The current work presents a comprehensive study of the factors affecting cold cracking of welds to find out how can we produce crack-free joints. The complicated interrelations between these factors are analyzed. The Implant cracking test is developed to quantitatively study the effect of each factor on the susceptibility of steel to Heat Affected Zone (HAZ) cold cracking. Implant static fatigue limit (R_SFL) can be determined experimentally for the given material and welding conditions. To avoid cold cracking in weld (HAZ), R_SFL must be greater than the stresses arising in the welded joint (R_S). Implant weldability tests were carried out on C-Mn and High Strength Low Alloy steels (HSLA) with a carbon equivalent (CE) ranging from 0.38 to 0.48% and 0.52 to 0.68%, respectively. Static fatigue limit is modeled as a function of base metal chemical composition including carbon equivalent, welding variables and weld metal diffusible hydrogen content. HAZ hardness is a function of base metal chemical composition and welding variables. Static fatigue limit can be modeled as a function of HAZ hardness and weld metal diffusible hydrogen.
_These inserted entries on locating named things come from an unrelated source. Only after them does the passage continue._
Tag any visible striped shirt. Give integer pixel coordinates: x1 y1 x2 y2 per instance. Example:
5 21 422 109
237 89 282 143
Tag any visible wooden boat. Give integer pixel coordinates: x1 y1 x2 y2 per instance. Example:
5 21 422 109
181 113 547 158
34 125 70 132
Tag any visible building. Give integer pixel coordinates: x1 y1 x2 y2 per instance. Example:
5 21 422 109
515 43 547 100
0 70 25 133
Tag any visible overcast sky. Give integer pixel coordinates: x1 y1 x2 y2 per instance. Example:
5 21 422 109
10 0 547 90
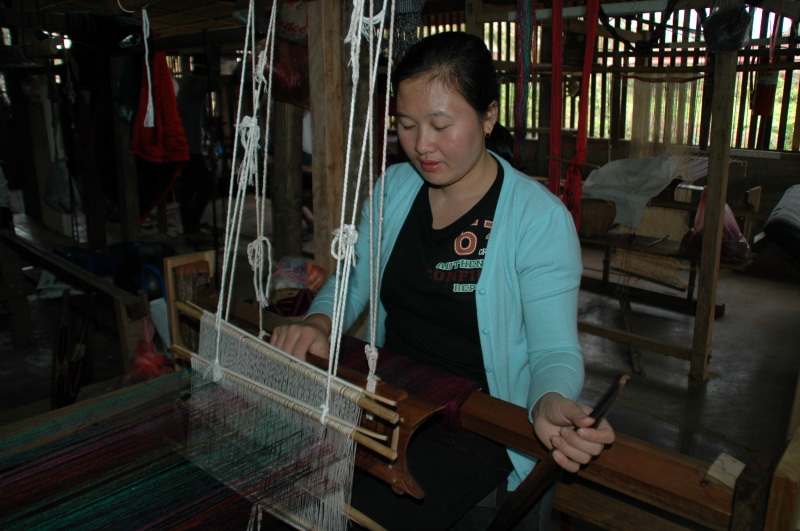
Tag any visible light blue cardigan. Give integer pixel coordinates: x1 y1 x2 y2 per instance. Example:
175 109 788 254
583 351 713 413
308 157 583 489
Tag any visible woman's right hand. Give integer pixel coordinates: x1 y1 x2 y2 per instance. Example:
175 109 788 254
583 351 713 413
269 313 331 360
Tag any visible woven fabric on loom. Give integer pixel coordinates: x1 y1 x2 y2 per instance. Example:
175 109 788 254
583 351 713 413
0 373 262 530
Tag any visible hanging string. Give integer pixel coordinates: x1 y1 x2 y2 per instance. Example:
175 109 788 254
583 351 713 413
364 0 396 392
328 0 394 400
207 0 277 381
141 6 156 127
562 0 600 228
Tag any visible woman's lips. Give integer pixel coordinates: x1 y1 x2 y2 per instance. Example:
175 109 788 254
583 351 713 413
418 159 441 171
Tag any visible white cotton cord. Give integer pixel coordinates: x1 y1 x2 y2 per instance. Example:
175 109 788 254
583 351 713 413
247 235 272 338
364 345 378 393
142 7 156 127
247 236 272 308
331 223 358 267
214 0 255 370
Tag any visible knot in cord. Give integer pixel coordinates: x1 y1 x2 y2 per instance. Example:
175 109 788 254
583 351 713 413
247 236 272 307
331 224 358 262
253 46 267 83
239 116 261 148
364 345 378 393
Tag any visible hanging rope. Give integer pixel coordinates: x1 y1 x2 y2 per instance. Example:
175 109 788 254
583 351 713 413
142 7 156 127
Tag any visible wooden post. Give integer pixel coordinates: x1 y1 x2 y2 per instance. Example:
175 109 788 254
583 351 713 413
689 52 738 381
308 0 345 272
110 57 141 242
464 0 483 39
271 102 303 260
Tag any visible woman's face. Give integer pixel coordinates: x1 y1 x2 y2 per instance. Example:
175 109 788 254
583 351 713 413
397 76 497 191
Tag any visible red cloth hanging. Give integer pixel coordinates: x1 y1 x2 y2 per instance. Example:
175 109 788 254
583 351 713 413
131 52 189 163
562 0 600 228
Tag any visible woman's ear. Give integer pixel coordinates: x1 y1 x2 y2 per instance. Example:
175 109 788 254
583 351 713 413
483 100 499 135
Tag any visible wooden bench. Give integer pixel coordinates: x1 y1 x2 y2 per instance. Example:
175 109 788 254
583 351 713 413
0 214 149 369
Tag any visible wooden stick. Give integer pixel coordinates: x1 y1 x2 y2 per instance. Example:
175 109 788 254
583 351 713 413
547 156 600 169
489 374 630 531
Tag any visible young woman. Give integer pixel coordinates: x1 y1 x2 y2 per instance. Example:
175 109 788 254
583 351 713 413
271 32 614 529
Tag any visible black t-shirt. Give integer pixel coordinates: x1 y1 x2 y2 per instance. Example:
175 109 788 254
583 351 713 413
381 163 503 389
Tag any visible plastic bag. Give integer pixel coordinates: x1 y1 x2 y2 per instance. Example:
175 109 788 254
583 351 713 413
703 0 753 53
680 188 750 259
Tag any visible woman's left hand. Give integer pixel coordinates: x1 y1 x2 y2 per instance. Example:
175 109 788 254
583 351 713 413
533 393 614 472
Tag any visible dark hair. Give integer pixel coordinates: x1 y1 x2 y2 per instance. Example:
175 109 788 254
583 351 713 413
392 31 514 162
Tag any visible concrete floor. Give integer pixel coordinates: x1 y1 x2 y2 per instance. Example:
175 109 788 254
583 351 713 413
0 194 800 524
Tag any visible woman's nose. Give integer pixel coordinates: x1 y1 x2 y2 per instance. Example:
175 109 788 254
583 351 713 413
414 128 433 154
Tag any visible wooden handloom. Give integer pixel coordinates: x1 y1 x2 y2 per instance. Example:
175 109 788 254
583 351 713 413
0 250 780 530
165 252 766 530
Direct determination of stresses arising in welded joints, either analytically or experimentally, is complicated and difficult to obtain accurately. Here, an indirect technique is proposed and applied. In our experiments two different types of steels: St 52-3 and 17Mn4 with thicknesses 12 mm and 20 mm are used. Rigid steel structures are designed and welded using wide scale of welding parameters and electrode coatings. For each joint type, static fatigue limit values are calculated, and sections of the welded joints are examined microscopically for cracking. For each specified joint, the crack/no crack limiting value of R_SFL is taken as the critical R_S value. The critical static fatigue limits for butt-, T- and cruciform joints are determined experimentally. Nomograms are constructed to predict safe welding conditions to avoid cold cracking in single and multilayer welding.